Poet fades from sight like a small lit up raft on an ocean
of stars so weightless and vast I’m left without you Poet
with manoeuvres in goodbye Poet
with how come nothing means without you nothing Poet.
The Radio Mast
How come sea turtles travel alone? Like satellites they have faithfully
shouldered their own frequency for one hundred million years.
Today is Sunday. Today is the boy I never got to be. He stands before
the radio mast, ‘No!’ he booms pushes out his ribs like a woofer,
‘Look!’ ‘No!’ Me!’ His face his hands his toes cling to the edge of dawn,
point south of the border, west of the sun. In GMT a night watchman
tunes into his radio to listen to the WHHOOOOOOO of the ocean
and believes a sea turtle has just checked into the Galaxy Hotel.
A Short Waiting Game
The phone rings it rings and rings it rings.

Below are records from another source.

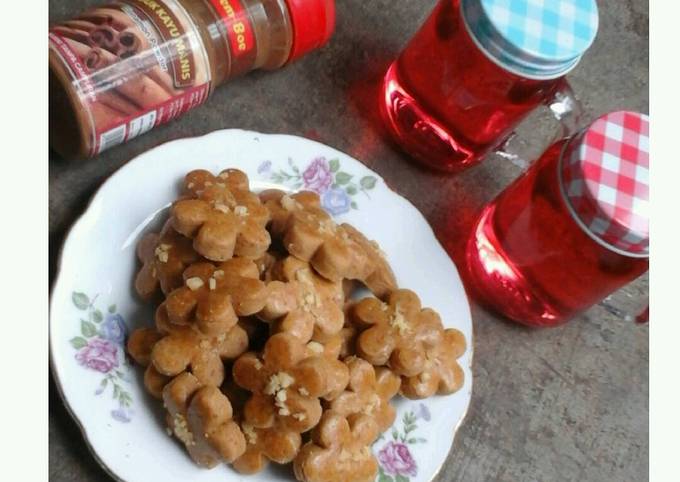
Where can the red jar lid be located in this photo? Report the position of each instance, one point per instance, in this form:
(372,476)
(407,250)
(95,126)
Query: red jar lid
(313,24)
(605,179)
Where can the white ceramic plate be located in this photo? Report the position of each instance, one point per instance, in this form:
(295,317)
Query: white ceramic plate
(93,304)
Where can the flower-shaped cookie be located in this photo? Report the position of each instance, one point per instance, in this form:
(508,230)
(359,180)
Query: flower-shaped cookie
(442,373)
(302,302)
(309,234)
(222,216)
(164,258)
(139,346)
(397,333)
(339,450)
(201,417)
(286,384)
(369,392)
(380,280)
(213,296)
(264,445)
(184,348)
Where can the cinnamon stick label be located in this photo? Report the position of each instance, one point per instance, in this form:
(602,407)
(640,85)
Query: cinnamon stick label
(134,64)
(238,27)
(175,40)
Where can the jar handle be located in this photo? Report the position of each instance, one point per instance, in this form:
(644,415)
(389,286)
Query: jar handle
(565,108)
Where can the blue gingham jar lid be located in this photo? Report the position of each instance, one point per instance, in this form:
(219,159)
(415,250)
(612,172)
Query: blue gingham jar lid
(533,38)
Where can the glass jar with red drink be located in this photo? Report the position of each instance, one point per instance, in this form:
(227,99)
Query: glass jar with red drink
(571,230)
(476,68)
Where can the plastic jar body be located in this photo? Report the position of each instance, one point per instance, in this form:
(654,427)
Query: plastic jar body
(446,102)
(529,259)
(119,70)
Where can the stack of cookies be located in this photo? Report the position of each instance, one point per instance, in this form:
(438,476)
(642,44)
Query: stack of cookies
(257,351)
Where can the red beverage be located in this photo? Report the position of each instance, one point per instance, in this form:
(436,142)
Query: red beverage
(530,259)
(448,101)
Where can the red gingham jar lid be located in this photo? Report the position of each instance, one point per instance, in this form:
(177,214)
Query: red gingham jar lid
(604,175)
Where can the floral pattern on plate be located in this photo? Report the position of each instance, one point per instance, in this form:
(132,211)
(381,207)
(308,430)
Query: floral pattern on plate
(101,347)
(396,463)
(338,189)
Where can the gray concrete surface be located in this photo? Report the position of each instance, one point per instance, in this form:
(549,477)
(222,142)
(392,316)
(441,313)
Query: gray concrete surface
(556,405)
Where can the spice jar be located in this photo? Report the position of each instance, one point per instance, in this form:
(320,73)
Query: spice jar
(476,68)
(119,70)
(570,231)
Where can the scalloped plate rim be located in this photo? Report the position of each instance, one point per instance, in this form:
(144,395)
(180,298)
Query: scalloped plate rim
(99,192)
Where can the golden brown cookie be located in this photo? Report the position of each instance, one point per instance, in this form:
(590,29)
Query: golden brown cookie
(301,302)
(442,373)
(164,258)
(222,216)
(201,417)
(213,296)
(264,445)
(185,348)
(340,450)
(286,384)
(397,333)
(310,234)
(369,392)
(139,346)
(381,280)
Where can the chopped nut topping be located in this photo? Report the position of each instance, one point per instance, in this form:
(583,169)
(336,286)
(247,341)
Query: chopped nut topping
(182,429)
(161,252)
(345,455)
(194,283)
(304,276)
(399,322)
(250,433)
(327,227)
(221,207)
(284,412)
(276,386)
(278,381)
(315,347)
(290,204)
(425,377)
(372,405)
(241,211)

Poet advances to window stops turns paces the room
paces and paces Poet paces. Night lights a cigarette.
Poet hears indistinct mumbling doesn’t know who’s
talking renews pacing fumbles a cigarette
Ah! Agent Orange underbreath two and a half paces ahead
nono I hush-hushed back herbicide sit on tea with lemon
on we with lemon on lemon bitter bitter lemon.